A plumbing system is the network of piping, fittings, fixtures, and equipment used for the transport of water within a building. This includes public or private water supply and wastewater systems, drainage systems, and venting systems.
The main concern of a housing inspector during inspections is to ensure that the plumbing system provides a safe potable water supply, a safe waste drainage system, and adequate fixtures and equipment. If you have concerns about any part of a plumbing system, consider speaking with a plumber in Glenelg to help.
Water is the lifeblood of your plumbing system, delivering either hot or cold water to every fixture in your home. It travels under pressure throughout your house, around corners and up to the ceiling.
A water supply line is a metal or plastic pipe that transfers water from your main line to your faucets, showers and toilets. It’s a vital part of your plumbing system and should always be in good working order.
It’s essential to understand the basics of your supply lines so that you can detect problems and deal with emergencies in an effective manner.
The water supply of your plumbing system is composed of two separate subsystems – one brings fresh water in, the other takes wastewater out.
Your water supply pipes are designed to deliver water to your fixtures without compromising comfort and convenience. They’re networked in such a way that you can switch on and off the piping as needed, and they’re connected to the water supply meter so that you can monitor your usage.
Plumbing isn’t just about bringing water into your home–it also needs to safely remove used water. That’s where drainage comes in.
Drainage systems work with gravity, rather than pressure, to transport waste from your home. That’s because waste pipes are created to go downward and gravity acts on the wastewater, pulling it along until it reaches a sewer line or septic tank.

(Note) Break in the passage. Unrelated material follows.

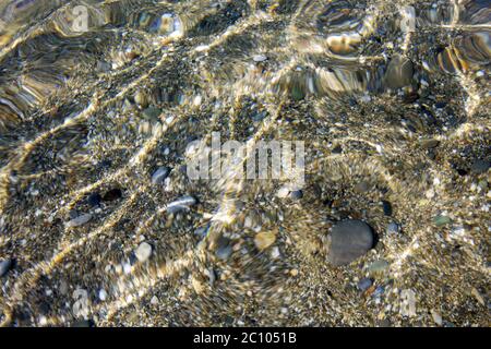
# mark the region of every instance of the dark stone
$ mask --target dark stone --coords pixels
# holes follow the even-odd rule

Your drainage system will come with vents, traps and clean-outs to keep waste and sewage safe. They all help your pipes to move properly by adding air-pressure vacuums to the waste that helps it travel downward.
Generally, drainage piping is made from plastics like PVC or ABS. These materials don’t rust easily and are light in weight so they are easy to install and maintain.

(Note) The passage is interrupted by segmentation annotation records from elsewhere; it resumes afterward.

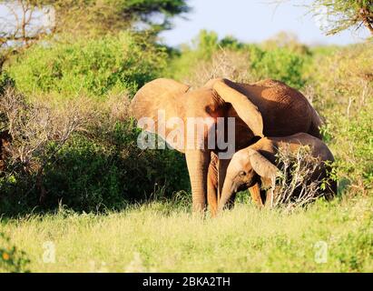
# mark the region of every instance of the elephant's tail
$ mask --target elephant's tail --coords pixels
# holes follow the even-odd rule
[[[311,106],[311,105],[309,105],[309,106],[311,107],[311,125],[309,129],[309,134],[315,137],[322,139],[321,134],[319,132],[319,128],[322,125],[322,120],[318,112]]]

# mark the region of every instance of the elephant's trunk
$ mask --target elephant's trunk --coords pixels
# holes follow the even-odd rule
[[[211,153],[208,150],[189,150],[185,152],[191,178],[192,206],[194,213],[203,213],[206,208],[207,172]]]
[[[225,181],[223,184],[221,200],[219,202],[219,212],[221,212],[228,201],[231,199],[231,196],[236,192],[234,187],[233,180],[230,176],[225,177]]]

A plumbing vent helps maintain the proper air pressure within your drain pipes, so the water can pass easily out of them. These vents also help prevent sewer gasses from entering your home.
A drain-waste-vent (DWV) system moves wastewater from your home through the drainage pipes to the city sewer or septic tank. It is important for a plumbing vent to work properly to avoid a vacuum problem that can lead to gurgling sounds or siphonage from nearby traps when you flush a toilet in a building with poor ventilation.
The main vent in the DWV system is a vertical pipe attached to your drain line that runs through the roof. A recent or auxiliary vent is also used in the system which attaches to the drain line close to your plumbing fixture and then vertically over to a tee that attaches it to the main stack vent.
Plumbing fixtures are the receptacles that connect to your plumbing system and provide you with access to hot and cold water. They can include everything from faucets and sinks to showers, toilets and drain stoppers.
Fixtures are an important part of a plumbing system and can be easily replaced or repaired. They also allow you to customize your home and create a cohesive look that fits your style.
For example, some people prefer a traditional look and others prefer something more modern. The key is to choose the right fixtures for your needs.
A typical building requires a certain number of plumbing fixtures for its occupancy type and size. Generally, this quantity is determined by the project architect.